Challenges in Chronic Myelomonocytic Leukemia (CMML)
Chronic myelomonocytic leukemia (CMML) presents significant challenges due to its genetic and clinical diversity. Patients often exhibit varying symptoms and responses to treatment, highlighting the need for targeted therapeutic approaches. Novel therapies targeting specific mutations and pathways, such as LSD1 inhibitors, are currently being explored to address unmet needs in both low-risk and high-risk subsets of CMML. There is a growing optimism in the scientific community regarding the development of effective treatments, informed by a deeper understanding of CMML's biology.

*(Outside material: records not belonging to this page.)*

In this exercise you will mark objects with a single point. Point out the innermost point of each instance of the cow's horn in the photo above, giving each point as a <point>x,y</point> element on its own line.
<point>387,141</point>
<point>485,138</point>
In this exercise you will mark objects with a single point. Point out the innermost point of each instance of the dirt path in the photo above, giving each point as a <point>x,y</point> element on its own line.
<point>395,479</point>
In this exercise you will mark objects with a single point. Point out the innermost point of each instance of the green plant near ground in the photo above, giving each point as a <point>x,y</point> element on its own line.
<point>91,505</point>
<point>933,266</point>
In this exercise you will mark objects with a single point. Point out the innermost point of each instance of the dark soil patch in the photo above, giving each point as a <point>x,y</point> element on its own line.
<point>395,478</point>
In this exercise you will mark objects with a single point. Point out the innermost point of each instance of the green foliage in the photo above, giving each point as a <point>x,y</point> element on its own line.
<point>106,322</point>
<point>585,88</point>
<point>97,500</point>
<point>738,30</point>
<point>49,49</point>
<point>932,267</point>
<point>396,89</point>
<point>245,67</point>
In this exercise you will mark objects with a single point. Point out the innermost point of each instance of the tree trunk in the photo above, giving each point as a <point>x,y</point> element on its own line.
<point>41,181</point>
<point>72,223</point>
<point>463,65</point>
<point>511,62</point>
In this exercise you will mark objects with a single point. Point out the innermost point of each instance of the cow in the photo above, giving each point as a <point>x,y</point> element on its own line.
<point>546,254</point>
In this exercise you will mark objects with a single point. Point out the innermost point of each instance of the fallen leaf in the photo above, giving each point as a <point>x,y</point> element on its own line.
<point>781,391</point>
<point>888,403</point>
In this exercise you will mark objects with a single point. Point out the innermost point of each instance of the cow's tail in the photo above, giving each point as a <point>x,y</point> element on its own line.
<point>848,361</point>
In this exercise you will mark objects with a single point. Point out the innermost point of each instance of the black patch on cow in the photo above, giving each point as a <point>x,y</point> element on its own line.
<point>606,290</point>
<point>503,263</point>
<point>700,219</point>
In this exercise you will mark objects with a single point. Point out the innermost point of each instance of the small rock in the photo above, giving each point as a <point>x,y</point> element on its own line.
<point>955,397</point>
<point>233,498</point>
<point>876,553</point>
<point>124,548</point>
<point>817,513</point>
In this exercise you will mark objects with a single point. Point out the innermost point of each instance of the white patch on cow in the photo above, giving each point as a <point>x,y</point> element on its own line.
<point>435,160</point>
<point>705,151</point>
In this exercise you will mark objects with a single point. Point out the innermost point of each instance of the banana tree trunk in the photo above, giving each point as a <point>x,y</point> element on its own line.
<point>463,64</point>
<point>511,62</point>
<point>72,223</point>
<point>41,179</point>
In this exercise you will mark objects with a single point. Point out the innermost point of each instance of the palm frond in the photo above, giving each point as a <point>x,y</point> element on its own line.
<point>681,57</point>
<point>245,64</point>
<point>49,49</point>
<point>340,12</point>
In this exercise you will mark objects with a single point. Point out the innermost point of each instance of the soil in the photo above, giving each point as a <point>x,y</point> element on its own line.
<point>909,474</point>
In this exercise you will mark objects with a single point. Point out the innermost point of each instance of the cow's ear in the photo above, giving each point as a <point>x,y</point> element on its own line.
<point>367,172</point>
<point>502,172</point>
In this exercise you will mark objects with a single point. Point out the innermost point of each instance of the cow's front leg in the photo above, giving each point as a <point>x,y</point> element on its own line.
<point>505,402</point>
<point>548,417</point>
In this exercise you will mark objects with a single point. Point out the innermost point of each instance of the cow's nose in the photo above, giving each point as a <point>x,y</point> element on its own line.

Addressing Vexas Syndrome and Its Treatment
Vexas syndrome, caused by mutations in the UBA1 gene, leads to inflammatory symptoms and hematologic complications. Steroids are the primary treatment, but many patients remain dependent on them, with emerging therapies needed for effective management. In addition to drug therapies, allogeneic stem cell transplantation shows promise in eradicating UBA1 mutations, although it carries risks of complications like graft-versus-host disease. Research is ongoing to develop better risk stratification tools and targeted therapies to improve outcomes for patients with this condition.
This podcast features a discussion from the 6th International Workshop on Acute Leukemias (iwAL) 2024, which took place in Phoenix, AZ. You will hear from Anand Patel, MD, University of Chicago Medical Center, Chicago, IL, Marina Konopleva, MD, PhD, Albert Einstein College of Medicine, New York City, NY, Guillermo Montalban-Bravo, MD, The University of Texas MD Anderson Cancer Center, Houston, TX, and Emma Groarke, MD, National Institutes of Health, Bethesda, MD, who discuss several rare myeloid diseases, including accelerated- and blast-phase myeloproliferative neoplasms (MPN-AP/BP), blastic plasmacytoid dendritic cell neoplasm (BPDCN), chronic myelomonocytic leukemia (CMML), and VEXAS syndrome. The experts provide valuable insight into the treatment of these diseases and the unique challenges associated with each one.